Unionized Nursing Homes Have Lower COVID-19 Rates

Nursing homes were at the epicenter of the pandemic, but research led by political science professor Adam Dean shows residents and workers fared best in unionized facilities.

Nursing Home Image
May 04, 2022

Nursing homes were at the epicenter of the COVID-19 pandemic, but new research suggests a nuanced difference among them: According to a study led by Assistant Professor of Political Science Adam Dean from the George Washington University Columbian College of Arts & Sciences, residents and workers at unionized nursing homes experienced lower mortality and infection rates than their non-unionized counterparts.

“By protecting workers during the pandemic, labor unions are limiting the spread of COVID-19 inside nursing homes and have likely saved the lives of thousands of residents,” said Dean. The study, published in the journal Health Affairs, indicates higher union membership across essential industries could have reduced COVID-19 transmission and prevented many deaths.

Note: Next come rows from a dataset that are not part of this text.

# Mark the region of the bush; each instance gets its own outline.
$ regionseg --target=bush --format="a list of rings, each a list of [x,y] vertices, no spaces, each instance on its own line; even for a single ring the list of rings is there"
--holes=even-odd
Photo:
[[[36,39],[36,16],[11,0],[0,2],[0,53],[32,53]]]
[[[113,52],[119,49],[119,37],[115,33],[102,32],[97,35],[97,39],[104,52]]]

Dean and his research team examined more than 14,000 unionized and non-unionized nursing homes throughout the continental United States from June 2020 to March 2021, utilizing proprietary data on union membership from the Service Employees International Union. Researchers discovered that workers at unionized nursing homes were 6.8% less likely to contract COVID-19 than workers at non-unionized facilities. The study also found that unionized nursing homes experienced 10.8% lower resident death rates.

The virus has battered nursing homes throughout the country since the earliest stages of the pandemic. Nursing home residents account for one of every six COVID-19 fatalities in the United States. More than 1 million nursing home employees have tested positive for COVID-19. However, fewer than one in five nursing homes in the United States have a unionized staff, while many elder care facilities in right-to-work states do not employ any union members.

Unionized nursing homes and other essential workplaces are more likely to provide effective personal protective equipment and more paid sick leave. The research team estimates that if all U.S. nursing homes were unionized, as many as 8,000 resident deaths and 25,000 employee infections could have been prevented during the 10-month study period.

“Unions are fighting to make nursing homes safer places to work, with clear benefits for workers as well as the residents they care for,” Dean said.

In addition to Dean, the research team included Jamie McCallum, an associate professor at Middlebury College; Simeon Kimmel, an assistant professor at Boston University; and Atheendar Venkataramani, an assistant professor at the University of Pennsylvania.